Magnetic Effect on Potential Barrier for Nucleosynthesis II

TL;DR

This paper explores how magnetic fields influence nuclear potential barriers, showing that magnetized plasmas can enhance nucleosynthesis rates by reducing these barriers, with consistent results from Boltzmann and Debye approaches.

Contribution

It introduces a combined analysis of magnetic effects on potential barriers using Boltzmann and Debye methods, highlighting increased permittivity and nucleosynthesis implications.

Findings

Magnetic fields increase permittivity in plasma.

Enhanced permittivity reduces nuclear potential barriers.

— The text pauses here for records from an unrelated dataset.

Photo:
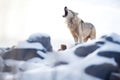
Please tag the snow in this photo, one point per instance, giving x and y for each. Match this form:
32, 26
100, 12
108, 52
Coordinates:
37, 69
25, 44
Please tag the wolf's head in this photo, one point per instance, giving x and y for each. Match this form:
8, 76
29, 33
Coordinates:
69, 13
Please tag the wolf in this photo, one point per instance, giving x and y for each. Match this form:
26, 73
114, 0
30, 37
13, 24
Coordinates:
80, 30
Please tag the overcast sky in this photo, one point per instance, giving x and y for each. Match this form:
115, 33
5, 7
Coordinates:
20, 18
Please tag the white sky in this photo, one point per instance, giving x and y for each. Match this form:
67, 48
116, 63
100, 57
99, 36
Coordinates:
21, 18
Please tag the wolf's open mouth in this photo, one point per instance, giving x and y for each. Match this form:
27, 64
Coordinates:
66, 11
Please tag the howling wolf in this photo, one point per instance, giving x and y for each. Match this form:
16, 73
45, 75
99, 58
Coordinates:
80, 30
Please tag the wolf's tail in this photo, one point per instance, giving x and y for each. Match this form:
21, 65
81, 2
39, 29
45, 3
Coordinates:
93, 33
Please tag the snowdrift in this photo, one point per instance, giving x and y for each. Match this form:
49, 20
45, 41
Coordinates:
34, 59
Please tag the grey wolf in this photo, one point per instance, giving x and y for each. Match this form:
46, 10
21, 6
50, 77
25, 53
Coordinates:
80, 30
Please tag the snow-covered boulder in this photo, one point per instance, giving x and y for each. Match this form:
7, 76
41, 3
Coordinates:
42, 38
95, 60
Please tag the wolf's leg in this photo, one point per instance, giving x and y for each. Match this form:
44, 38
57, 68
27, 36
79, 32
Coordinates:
85, 39
75, 37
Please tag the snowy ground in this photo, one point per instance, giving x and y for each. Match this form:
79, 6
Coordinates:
70, 64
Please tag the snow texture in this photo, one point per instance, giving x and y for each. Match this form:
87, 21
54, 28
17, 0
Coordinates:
100, 62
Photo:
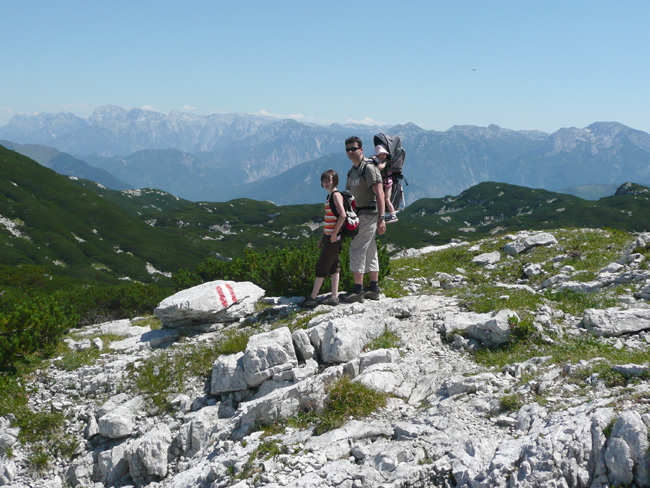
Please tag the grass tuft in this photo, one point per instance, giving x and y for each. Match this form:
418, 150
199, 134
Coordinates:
387, 340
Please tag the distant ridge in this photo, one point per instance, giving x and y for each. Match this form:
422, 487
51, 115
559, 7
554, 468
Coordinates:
66, 164
223, 156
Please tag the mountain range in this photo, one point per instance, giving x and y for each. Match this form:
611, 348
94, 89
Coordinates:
223, 156
77, 227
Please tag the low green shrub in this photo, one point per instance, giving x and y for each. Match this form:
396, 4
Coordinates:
167, 372
30, 325
576, 303
345, 399
287, 271
386, 340
511, 403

Magnetized plasmas have significantly impacted nucleosynthesis since the Big Bang.

Abstract

We investigate the impact of magnetic fields on the potential barrier between two interacting nuclei. We addressed this by solving the Boltzmann equation and Maxwell's theory in the presence of a magnetic field, resulting in the determination of magnetized permittivity. Additionally, we derived the magnetized Debye potential, which combines the conventional Debye potential with an additional magnetic component. We then compared the Boltzmann approach with the Debye method. Both methods consistently demonstrate that magnetic fields increase permittivity. This enhanced permittivity leads to a reduction in the potential barrier, consequently increasing the reaction rate for nucleosynthesis. Furthermore, the dependence on temperature and electron density in each approach is consistent. Our findings suggest that magnetized plasmas, which have existed since the Big Bang, have played a crucial role in nucleosynthesis.